Yannick regarda Adrien qui lui fit discrètement le signe oui de la tête.
— Jusqu’à huit heures, huit heures un quart grand maximum, j’étais au Clos du château chez madame Brigitte Depierre. Je lui disais au revoir et la remerciais de m’avoir hébergé. J’ai ensuite pris la route puis l’autoroute pour rentrer chez moi en Haute Savoie.
— Où était le docteur Depierre à ce moment-là ?
— Je n’ai jamais vu cet homme, donc j’ignore totalement où il pouvait être.
— Vous connaissez madame Depierre, vous logez chez elle et vous ne connaissez pas son mari ? Pouvez-vous être plus clair ?
— J’ai retrouvé Brigitte Jankovski, une amie d’École Normale, sur un site internet nommé « Copains d’école » au début du mois de mai de cette année.
— Jankovski est le nom de jeune fille de madame Depierre, expliqua la juge, continuez monsieur Lefevre.
— Nous avons correspondu, nous nous sommes revus ici à Laon en toute amitié. Plus récemment, le neuf juin, comme je devais revenir à Laon, Brigitte Jankovski m’a gentiment offert l’hospitalité. J’ai accepté. Son mari était en voyage aux Antilles pour un séminaire médical m’a-t-elle dit. Quand je suis reparti pour la Haute Savoie, le onze juin à huit heures, huit heures un quart, il n’était pas encore revenu de son voyage, ce qui fait que je ne l’ai jamais vu.
— Vos empreintes digitales et elles seules ont été relevées sur l’arme qui a servi à tuer, comment expliquez-vous cela ?
— Que mes empreintes s’y trouvent, je vais l’expliquer, mais elles seules, j’ignore pourquoi. Brigitte m’a raconté que son mari était un chasseur, il collectionnait les armes à feu. Outre divers fusils et carabines de chasse, il y avait sur le râtelier d’armes un fusil de guerre MAS 49-56 avec son chargeur plein. Cette arme faisait très peur à mon amie d’adolescence, elle m’a demandé si je pouvais faire quelque chose. J’ai fait mon service militaire en 1969 -1970. À l’époque les hommes consacraient encore un an de leur vie au service de la Nation, or c’était le fusil utilisé par l’armée française à cette époque et je connaissais son maniement. J’ai ôté le chargeur, extrait les balles, remis le chargeur vide en place et le fusil sur le râtelier. Voilà.

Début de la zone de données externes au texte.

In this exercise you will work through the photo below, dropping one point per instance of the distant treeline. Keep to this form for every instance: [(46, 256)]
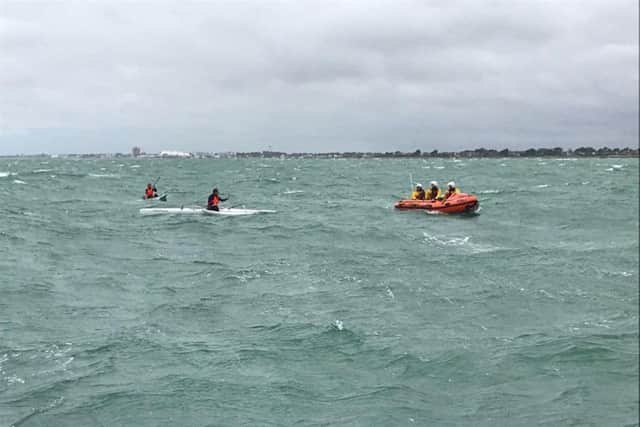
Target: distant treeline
[(480, 152)]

— Où avez-vous mis les cartouches ?
— Brigitte m’a tendu une boite, je les ai mises dedans. C’était le 10 juin au soir.
— Où cette boite a-t-elle été rangée ?
— Brigitte l’a mise dans le fond de l’armoise comtoise de son salon. C’est tout ce que je peux dire.
— Monsieur l’avocat de la défense, vous désirez intervenir ?
— Oui, je désire savoir pourquoi il n’y a pas d’avocat de madame Depierre, elle ne s’est pas portée partie civile ?
— Madame Depierre est en maison de repos à Reims et ne sera entendue que comme témoin. Ses enfants font confiance à la justice et n’ont pas souhaité être représentés. Le ministère public est donc seul en charge de défendre la société dans cette affaire.
Il est bientôt midi, la séance est suspendue. Elle reprendra à quatorze heures avec le début de l’audition des témoins.
« La cour se retire, veuillez vous lever ! » articula l’huissier.